The associated symptoms are also major diagnostic factors when differentiating between visual images caused by OCD versus psychosis. This is particularly relevant in looking at visual images caused by psychosis as associated symptoms include disorganized thinking, delusions, paranoia, confusion, or disorganized speech. These symptoms are not usually associated with OCD [10].
Finally, response to treatment is also something that is hugely significant in differentiating between psychosis and OCD. The treatment of OCD includes the use of CBT, particularly exposure and response prevention therapy. Exposure and response prevention therapy involves gradually exposing individuals with OCD to obsession-provoking situations while preventing the compulsion. This process gradually reduces anxiety while aiding in the development of coping strategies for individuals [11]. Studies suggest that CBT is effective for approximately 60-70% of people with OCD [12].
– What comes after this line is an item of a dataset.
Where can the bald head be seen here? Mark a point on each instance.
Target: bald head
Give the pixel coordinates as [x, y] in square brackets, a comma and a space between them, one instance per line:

In addition to CBT, OCD is also often treated using antidepressants such as SSRIs (like escitalopram, sertraline, and fluvoxamine) and tricyclic antidepressants, especially clomipramine [13]. If symptoms are of a psychotic nature, then these modes of treatment will be unlikely to be effective and often require antipsychotic medication [14].
Conclusions
In this paper, we have reported the case of a 49-year-old female who presented with intrusive visual images caused by OCD. Diagnostic clarification was the major challenge in this case, and the diagnosis was hugely determined by response to treatment, insight, and the intrusive nature of the images. Treatment for OCD and psychotic disorders are significantly different; therefore, establishing diagnostic clarification is essential to ensure that patients are treated effectively. Given the challenges in diagnostic clarification, reporting this case is important for developing further understanding related to OCD presentations.